I see signs of the media giving second thoughts to their obsession with Donald Trump. It must mean something that we cover him so much, reflect unreflective media types. It must mean he deserves it.
So good for him and let’s cover him some more. Political correspondent Patrick Healy, writing in the Sunday New York Times, called Trump a “scene stealer” folks will tune in Thursday’s Republican debate to see because they know he’ll “dominate the spotlight.” I might have said on another day that it’s the media’s spotlight and they decide where to aim it, but Healy wants us to believe Trump deserves every lumen he gets. Healy compares the Republican race for president to the new hip-hop musical hit Hamilton, with Trump being the candidate satisfying the audience’s hunger “for direct, colorful language.”
Trump speaks to Healy as a thoughtful authority on himself. “Do I get in trouble with some of the things I say?

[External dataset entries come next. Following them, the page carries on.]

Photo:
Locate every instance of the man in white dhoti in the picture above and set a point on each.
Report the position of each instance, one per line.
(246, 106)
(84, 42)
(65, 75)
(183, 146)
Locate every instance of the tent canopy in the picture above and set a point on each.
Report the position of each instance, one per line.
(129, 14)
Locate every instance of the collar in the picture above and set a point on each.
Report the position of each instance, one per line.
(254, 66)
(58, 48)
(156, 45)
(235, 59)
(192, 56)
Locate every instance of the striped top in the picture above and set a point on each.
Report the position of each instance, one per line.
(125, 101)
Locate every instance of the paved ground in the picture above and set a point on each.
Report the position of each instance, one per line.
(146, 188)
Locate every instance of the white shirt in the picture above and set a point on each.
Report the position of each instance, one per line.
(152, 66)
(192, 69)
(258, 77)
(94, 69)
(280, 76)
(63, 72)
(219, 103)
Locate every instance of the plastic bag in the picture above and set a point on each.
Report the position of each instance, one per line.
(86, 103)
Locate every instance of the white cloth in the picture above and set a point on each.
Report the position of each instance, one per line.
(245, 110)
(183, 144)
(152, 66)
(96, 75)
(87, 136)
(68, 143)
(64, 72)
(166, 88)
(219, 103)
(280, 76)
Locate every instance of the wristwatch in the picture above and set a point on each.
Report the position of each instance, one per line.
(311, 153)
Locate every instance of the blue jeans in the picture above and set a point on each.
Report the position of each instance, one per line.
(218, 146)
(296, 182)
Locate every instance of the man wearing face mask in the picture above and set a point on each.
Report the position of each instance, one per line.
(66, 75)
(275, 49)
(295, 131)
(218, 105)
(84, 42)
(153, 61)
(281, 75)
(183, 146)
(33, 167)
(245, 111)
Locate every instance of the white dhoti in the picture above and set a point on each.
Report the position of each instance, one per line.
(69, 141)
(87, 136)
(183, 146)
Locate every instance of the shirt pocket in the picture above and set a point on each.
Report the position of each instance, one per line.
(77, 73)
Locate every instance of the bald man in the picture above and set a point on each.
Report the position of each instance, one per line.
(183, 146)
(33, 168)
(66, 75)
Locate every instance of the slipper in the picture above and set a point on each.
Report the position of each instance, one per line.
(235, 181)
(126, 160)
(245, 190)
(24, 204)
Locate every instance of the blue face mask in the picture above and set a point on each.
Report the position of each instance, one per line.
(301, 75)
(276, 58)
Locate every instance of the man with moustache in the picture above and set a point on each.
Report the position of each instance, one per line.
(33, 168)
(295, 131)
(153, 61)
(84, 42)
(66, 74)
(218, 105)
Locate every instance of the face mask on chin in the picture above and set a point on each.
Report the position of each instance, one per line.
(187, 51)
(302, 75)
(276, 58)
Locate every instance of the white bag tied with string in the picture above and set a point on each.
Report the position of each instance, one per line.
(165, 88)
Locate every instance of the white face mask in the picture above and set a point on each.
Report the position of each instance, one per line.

Maybe,” he says. “But you have to start a campaign by finding ways to get people to listen to you.”
Facebook just introduced me to Monday’s Jimmy Fallon sketch where President Obama (Dion Flynn) calls Trump (Fallon) and offers predebate advice. The sketch is sort of funny but it gets more toothless with each passing minute as Obama and Trump get on, compare notes on AutoTuning, and make music together. Its original twist—if there is one—isn’t how the sketch lays into Trump but how it doesn’t. He’s one of 17 declared Republican candidates for president, but he’s not one of 17 here; he’s the one who matters.
And on talkingpointsmemo.com, Josh Marshall calls Trump “crazy” but in the best possible way. He’s state-of-the-art: “Donald Trump has flooded the market with a new, purer brand of Crazy that has left the other candidates scrambling and basically unable to compete . . . . In the economics of Crazy, there is purity and volume. Trump has brought to market a purer and more widely deployable product.”
The first time I read that I thought I was reading “a more widely deplorable product . . .” I was wrong. I’d been conditioned by the media’s first-wave reaction to Trumphalism. But we’re on to the second wave. It’s a lot more respectful.